The following year, Flesh + Blood became the album which crystallised the synthetic glamour and bogus elegance of the nascent New Romantic movement, offering a template for the likes of Duran Duran, Spandau Ballet and ABC. There was a wafer-thin charm about “Oh Yeah” and “Over You”, singles almost entirely lacking in ambition; but the band were struggling for decent material, to the extent of including dilute covers of “In The Midnight Hour” and “Eight Miles High”, the latter re-cast as sylph-like funk – it fits the Roxy aesthetic, but conveys none of the spaced-out alienation of The Byrds’ original.

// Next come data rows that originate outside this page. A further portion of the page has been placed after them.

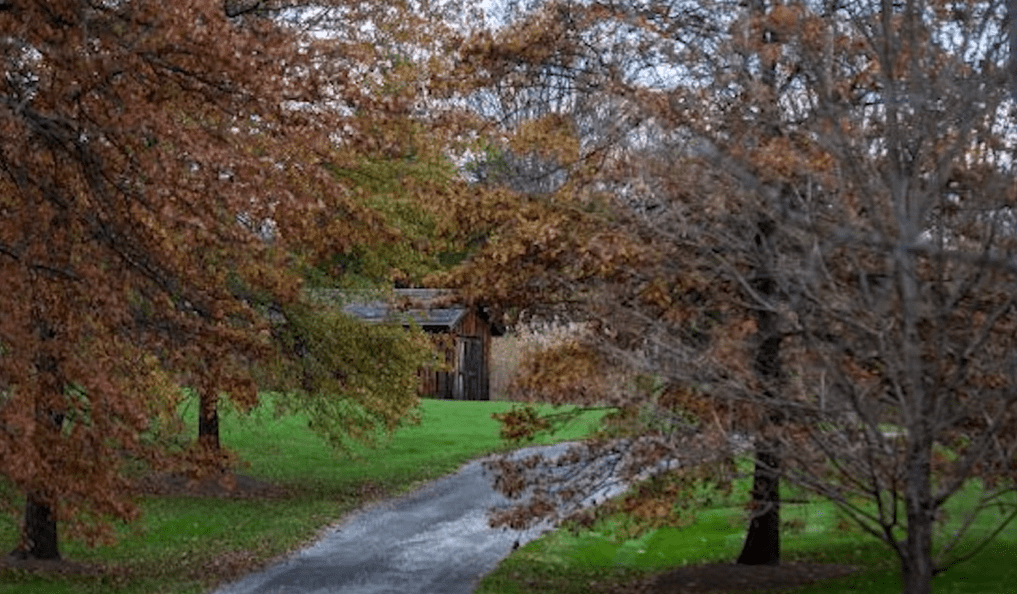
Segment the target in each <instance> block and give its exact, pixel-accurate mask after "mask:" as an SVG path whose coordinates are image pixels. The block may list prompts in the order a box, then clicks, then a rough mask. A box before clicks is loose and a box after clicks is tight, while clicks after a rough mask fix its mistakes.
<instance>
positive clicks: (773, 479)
mask: <svg viewBox="0 0 1017 594" xmlns="http://www.w3.org/2000/svg"><path fill="white" fill-rule="evenodd" d="M736 562H738V563H740V565H744V566H776V565H780V455H779V454H778V452H777V449H776V445H775V444H773V443H759V444H758V445H757V447H756V471H755V472H754V473H753V518H752V520H751V521H750V523H749V533H747V534H745V542H744V545H742V547H741V554H739V555H738V559H737V561H736Z"/></svg>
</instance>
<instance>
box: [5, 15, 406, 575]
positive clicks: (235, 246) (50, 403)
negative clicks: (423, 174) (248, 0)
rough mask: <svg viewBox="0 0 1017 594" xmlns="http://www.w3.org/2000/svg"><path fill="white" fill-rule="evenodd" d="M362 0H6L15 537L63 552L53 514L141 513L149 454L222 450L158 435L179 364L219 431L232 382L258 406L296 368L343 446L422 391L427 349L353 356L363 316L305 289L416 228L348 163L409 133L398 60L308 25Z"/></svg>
mask: <svg viewBox="0 0 1017 594" xmlns="http://www.w3.org/2000/svg"><path fill="white" fill-rule="evenodd" d="M347 8H348V7H344V5H343V4H342V3H327V2H313V3H308V4H307V6H306V7H302V6H301V5H300V3H291V2H287V3H275V2H259V1H254V2H225V3H223V2H213V1H203V0H193V1H190V0H188V1H184V2H177V3H173V4H167V3H165V2H153V1H147V0H131V1H128V2H86V1H78V0H52V1H45V2H35V1H32V2H27V1H25V2H20V1H14V2H3V3H0V47H2V53H0V59H2V60H3V62H2V68H3V77H2V79H0V137H2V141H0V196H2V197H0V274H2V276H3V277H4V279H5V284H4V289H3V291H0V311H2V312H3V315H2V316H0V461H2V462H0V476H2V477H3V480H6V481H10V482H11V483H12V484H13V486H14V487H15V490H14V493H20V494H23V495H24V496H25V497H26V500H27V504H26V508H25V513H24V519H25V520H24V533H23V538H22V542H21V544H20V545H19V547H18V553H19V554H23V555H31V556H44V557H46V556H56V555H58V554H59V553H58V550H57V540H56V524H57V522H67V523H68V524H67V525H68V526H69V527H70V528H72V529H73V530H72V532H75V533H77V534H81V535H83V536H85V537H87V538H89V539H96V538H100V537H103V536H106V535H108V534H109V532H108V530H107V529H108V524H107V521H108V520H109V519H112V518H120V519H129V518H132V517H133V516H134V515H135V514H136V508H135V507H134V504H133V501H132V499H131V497H130V489H129V488H128V487H129V485H128V478H127V477H126V475H125V473H124V472H123V470H124V466H125V464H127V463H128V462H130V461H138V460H140V461H144V462H146V463H147V464H149V465H152V466H153V467H155V468H159V467H167V466H168V465H174V466H175V467H177V468H179V467H180V465H181V464H183V465H184V466H188V465H189V466H191V467H193V468H199V467H202V466H204V465H206V464H208V463H213V464H217V462H216V459H217V458H218V454H217V453H215V452H212V453H210V451H207V450H205V449H201V448H196V449H186V450H183V451H180V450H174V449H173V448H168V447H167V444H166V443H163V442H160V441H159V440H158V439H156V438H155V437H156V436H157V435H158V432H157V431H155V429H154V427H155V423H156V422H157V419H160V418H166V416H167V415H173V414H175V412H176V406H177V404H178V402H179V398H180V396H179V390H178V389H177V387H179V385H181V384H184V385H190V387H192V388H193V389H194V390H195V391H197V392H198V393H200V394H201V395H202V422H203V423H205V425H203V426H202V431H205V430H207V431H211V430H212V427H211V425H212V423H213V421H215V417H214V416H213V415H214V412H215V403H216V401H217V400H218V398H219V396H220V395H221V394H225V395H228V396H229V397H230V398H231V399H233V400H234V401H235V402H236V403H237V404H238V405H240V406H241V407H247V406H251V405H252V404H254V403H255V402H256V399H257V393H258V389H259V385H258V383H257V381H256V380H257V379H262V380H263V379H264V377H265V375H264V374H263V373H261V374H260V375H259V372H260V371H259V370H264V369H275V370H277V371H280V370H282V371H280V373H279V374H278V375H277V376H275V377H274V381H275V385H278V387H281V388H283V389H288V390H297V391H303V392H304V393H305V394H308V395H310V396H313V397H314V398H312V399H311V400H308V401H306V402H305V403H304V404H305V405H306V406H308V407H310V408H311V409H313V410H311V412H312V413H313V412H315V411H318V412H320V413H321V415H322V418H325V417H328V418H331V420H332V424H330V425H327V427H326V429H327V430H328V431H331V432H330V436H331V437H333V438H334V439H333V440H334V441H335V442H337V443H339V442H341V441H342V438H343V436H342V435H340V434H339V433H337V431H340V432H345V434H346V435H354V436H356V435H357V434H358V431H360V434H362V435H367V434H368V433H370V430H367V431H366V432H364V431H363V429H364V428H367V429H370V428H371V427H381V428H383V429H391V428H392V427H393V426H395V424H396V423H397V422H398V420H399V419H402V418H404V417H405V416H406V415H407V414H408V413H409V412H410V411H411V410H412V408H413V406H414V405H415V403H416V394H415V387H413V385H410V384H409V383H408V379H407V377H413V376H414V374H415V372H416V368H417V365H418V363H419V362H420V361H422V360H424V358H425V357H426V354H425V353H426V349H423V347H422V346H421V345H419V344H418V345H417V346H413V345H412V344H411V342H410V341H411V339H410V338H409V336H408V335H406V336H405V337H397V336H395V335H394V336H387V335H385V331H381V330H376V331H363V332H366V333H368V334H370V335H371V336H370V337H368V336H361V339H362V340H367V341H374V342H375V343H376V345H375V346H376V349H375V351H374V354H375V355H377V356H378V358H377V359H376V360H375V362H374V363H373V365H367V364H366V363H364V362H363V361H359V362H358V361H347V360H346V359H344V357H343V355H344V353H343V350H344V349H346V350H348V351H349V350H351V349H352V351H354V352H356V351H357V350H358V349H360V347H361V346H362V345H351V344H350V340H352V339H351V338H349V337H348V338H342V337H339V338H336V337H332V338H330V337H327V336H326V335H325V333H327V332H332V331H335V332H340V333H341V332H347V331H349V332H353V331H352V330H351V329H349V328H347V326H344V325H342V324H343V322H342V321H341V320H337V319H335V314H331V313H327V312H315V311H314V307H313V306H312V305H311V304H308V303H306V302H305V301H306V300H305V299H304V297H303V294H304V291H303V286H304V282H305V281H304V279H305V277H306V272H307V271H308V270H309V269H313V268H315V266H320V265H321V262H323V261H325V260H327V259H330V258H335V257H337V254H346V253H351V252H352V251H354V250H356V249H357V248H358V247H359V246H364V245H378V244H382V243H384V242H385V241H386V240H390V239H393V238H398V237H400V236H401V233H400V231H399V229H398V227H397V226H394V225H392V224H391V223H388V222H386V215H385V214H383V213H379V212H378V211H377V210H376V209H372V207H371V206H370V205H369V204H365V203H364V201H363V200H362V199H360V198H361V196H359V195H358V194H357V190H356V188H355V187H354V186H355V184H354V183H350V182H349V181H348V180H344V179H343V178H342V176H339V175H337V174H336V168H337V167H342V164H343V163H361V162H363V161H364V160H365V159H370V158H374V157H376V156H377V155H379V154H380V155H387V154H388V153H392V152H394V151H395V152H399V151H402V150H404V149H405V147H403V146H401V145H400V142H401V139H402V138H403V137H404V136H403V134H402V133H401V132H399V131H398V130H397V128H399V127H400V126H407V125H409V124H410V119H409V116H410V115H412V114H410V113H409V109H410V108H409V106H410V105H411V104H412V102H413V101H415V97H416V96H415V94H416V90H415V88H411V90H410V91H400V88H401V87H398V88H397V87H394V90H390V92H387V93H382V92H381V91H383V90H381V87H382V86H383V85H384V84H393V83H394V81H395V79H396V78H395V77H394V76H384V75H383V74H385V72H384V68H385V67H386V66H385V64H384V63H383V62H379V61H378V56H376V55H373V54H372V53H365V52H364V49H365V48H367V47H369V44H368V43H367V42H366V41H365V40H362V39H354V38H352V37H351V38H346V39H344V38H343V37H342V36H341V35H338V34H341V33H342V32H337V35H333V36H322V35H320V29H316V28H314V27H313V26H310V24H311V23H313V22H314V20H313V19H311V16H312V15H314V16H317V17H318V18H319V19H323V18H325V17H326V16H328V15H333V14H336V13H342V12H344V11H345V10H347ZM304 10H308V11H310V12H307V13H305V12H303V11H304ZM372 14H373V15H374V17H375V18H377V19H380V20H379V22H380V21H381V20H385V19H387V20H390V21H391V20H392V15H391V14H387V15H386V12H385V10H384V9H383V8H382V7H377V8H376V10H374V11H373V13H372ZM368 16H369V15H368V13H366V12H365V13H363V14H361V15H360V17H359V18H367V17H368ZM411 21H412V22H417V23H418V24H419V21H414V20H413V19H402V20H400V21H399V23H400V25H401V26H409V25H411V24H412V22H411ZM335 22H340V20H338V19H337V20H335ZM354 28H356V27H354ZM368 28H369V27H368ZM385 31H390V29H385V28H382V27H376V28H374V29H373V32H374V33H375V35H381V33H383V32H385ZM418 31H419V29H418ZM371 47H373V46H371ZM390 66H392V64H390ZM407 71H408V70H407V69H406V68H404V69H403V70H402V71H401V72H404V73H405V72H407ZM379 72H380V74H379ZM416 73H417V74H421V75H422V71H421V70H419V69H418V70H416ZM361 75H362V76H361ZM367 80H371V81H373V82H374V83H375V86H374V87H370V86H369V85H368V84H367V82H366V81H367ZM379 90H380V91H379ZM386 152H387V153H386ZM390 219H391V217H390ZM318 314H320V315H322V316H323V317H322V319H330V320H331V321H328V322H327V323H316V322H312V321H309V317H308V316H313V315H318ZM361 334H363V333H361ZM297 335H300V336H297ZM295 337H296V338H295ZM294 341H298V342H301V344H300V346H299V348H297V346H296V345H295V344H294ZM344 341H345V342H344ZM388 356H391V357H390V358H387V359H386V358H385V357H388ZM386 363H387V364H392V367H390V368H386V369H382V370H381V371H379V370H378V365H383V364H386ZM297 368H300V369H302V370H303V372H300V373H298V372H295V371H294V369H297ZM372 373H373V374H375V377H374V378H373V379H372V378H368V377H365V376H364V374H372ZM397 375H398V376H397ZM308 378H310V379H308ZM285 379H291V380H292V381H291V382H290V383H289V384H286V383H285V382H284V381H283V380H285ZM305 379H308V381H309V382H302V380H305ZM263 384H264V382H263V381H262V385H263ZM382 384H383V385H382ZM322 391H335V392H334V393H333V397H334V400H336V401H340V400H341V401H342V402H343V403H345V404H336V402H332V403H331V404H328V405H327V406H326V404H324V401H323V400H321V398H323V395H322V394H321V392H322ZM290 403H291V405H292V404H293V401H290ZM330 407H332V408H330ZM337 407H338V408H337ZM337 411H340V412H342V414H338V413H337ZM212 434H214V433H210V435H212ZM4 492H5V493H7V492H8V490H7V489H4ZM15 503H16V500H6V501H4V504H5V506H7V507H11V506H13V504H15ZM12 511H13V510H12Z"/></svg>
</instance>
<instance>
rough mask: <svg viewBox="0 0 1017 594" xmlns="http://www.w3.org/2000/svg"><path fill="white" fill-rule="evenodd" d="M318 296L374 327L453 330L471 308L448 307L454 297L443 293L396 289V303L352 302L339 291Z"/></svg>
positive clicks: (464, 307) (370, 299) (380, 300)
mask: <svg viewBox="0 0 1017 594" xmlns="http://www.w3.org/2000/svg"><path fill="white" fill-rule="evenodd" d="M315 294H316V295H317V296H319V297H320V298H323V299H324V300H327V301H331V302H333V303H343V311H345V312H346V313H349V314H350V315H352V316H354V317H357V318H358V319H361V320H363V321H367V322H370V323H386V322H387V323H393V322H402V323H409V322H411V321H412V322H414V323H417V324H419V325H420V326H422V328H424V329H430V330H452V329H454V328H455V326H456V325H457V324H458V323H459V322H460V320H462V319H463V316H465V315H466V313H467V311H468V308H467V307H466V306H464V305H456V304H453V303H448V302H447V301H448V299H450V298H451V296H452V293H451V292H450V291H447V290H442V289H395V290H393V298H392V299H387V300H385V299H380V298H378V297H376V296H374V297H372V298H365V299H356V298H355V297H354V298H351V296H350V295H349V294H347V293H344V292H342V291H338V290H331V289H330V290H317V291H315Z"/></svg>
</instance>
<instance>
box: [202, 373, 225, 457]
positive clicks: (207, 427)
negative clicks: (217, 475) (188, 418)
mask: <svg viewBox="0 0 1017 594" xmlns="http://www.w3.org/2000/svg"><path fill="white" fill-rule="evenodd" d="M198 408H199V409H200V410H199V411H198V416H197V440H198V443H200V444H201V445H202V447H204V448H205V449H207V450H210V451H213V452H218V451H219V450H220V449H221V448H220V442H219V393H218V392H216V390H215V389H213V388H208V389H205V390H203V391H202V392H201V405H200V406H199V407H198Z"/></svg>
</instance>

The band’s swansong came with 1982’s Avalon, the sleekest entry in their catalogue, so vaporous that the title-track could be the soundtrack to a scent advert, while Phil Manzanera’s guitar, for so long the supplier of Roxy’s more exploratory frissons, reached on “Take A Chance With Me” a rarefied, emotive quality akin to Norwegian angstmeister Terje Rypdal. But the true signifier of the band’s fate could be found in its most crucial component, Bryan Ferry’s voice, which had lost all trace of the irony and bite of early Roxy. Trapped with the enervated swoon of a jaded lothario, he had effectively become what he once parodied.